TABLE 7.3 Hybrid transformation payday drivers.

DriversLess TangibleMore Tangible
AcceleratorsBest from agile and waterfallIncreased control
DeceleratorsAll decelerators of agile plus additional complexity cost

Hybrid Transformation Payday Accelerators

Compared to fully “agile” approaches, “hybrid” transformation would admittedly slow you down, but it gives you some more control than pure agile. It also works at much better speeds than waterfall and includes all the benefits of easier communication and somewhat better ability to plan. This is because when you can provide at least a high‐level roadmap with some lighthouse milestones over a multiyear digital transformation program, you give everyone—not only your teams but also your external stakeholders—a fixture they can relate to in an often seemingly chaotic agile transformation development with many small successes and failures.

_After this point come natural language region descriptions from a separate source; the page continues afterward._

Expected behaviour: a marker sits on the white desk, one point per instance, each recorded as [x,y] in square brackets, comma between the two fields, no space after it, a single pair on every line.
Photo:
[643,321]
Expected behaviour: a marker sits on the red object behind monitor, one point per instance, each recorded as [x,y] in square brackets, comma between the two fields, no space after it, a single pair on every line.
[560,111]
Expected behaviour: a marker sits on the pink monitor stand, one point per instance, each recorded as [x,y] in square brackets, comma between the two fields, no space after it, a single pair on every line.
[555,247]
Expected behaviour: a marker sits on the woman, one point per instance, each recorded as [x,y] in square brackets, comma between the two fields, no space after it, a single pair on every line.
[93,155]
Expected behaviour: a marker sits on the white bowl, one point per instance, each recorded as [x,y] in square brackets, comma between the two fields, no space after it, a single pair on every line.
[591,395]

Hybrid Transformation Payday Decelerators

Any hybrid approach makes your agile transformation elements ultimately less clean, and thus adds complexity cost in terms of interfaces and so on, which is the number‐one reason for slower speed compared to pure textbook agile transformations. Agile is hard to implement effectively, and often a hybrid approach is more acceptable for managers to try it. And actually, the issues can be overcome. The real hybrid nature of agile is implicit in the process. There is no need for everything to be agile around an agile project. There are proven ways to interconnect an agile method with a traditional waterfall environment, and because agile is flexible, it can quickly adapt to any shortcomings of waterfall projects used to deliver the agile project. It's as simple as shifting the milestone. Unfortunately, hybrid does not mean that you save on any of the decelerators (training, change, and communication cost, just to name a few) explained in the agile and waterfall sections. Quite the opposite, the additional layer of complexity will amplify many of these negative effects and add additional breakwaters at interfaces whenever the two methods are playing together.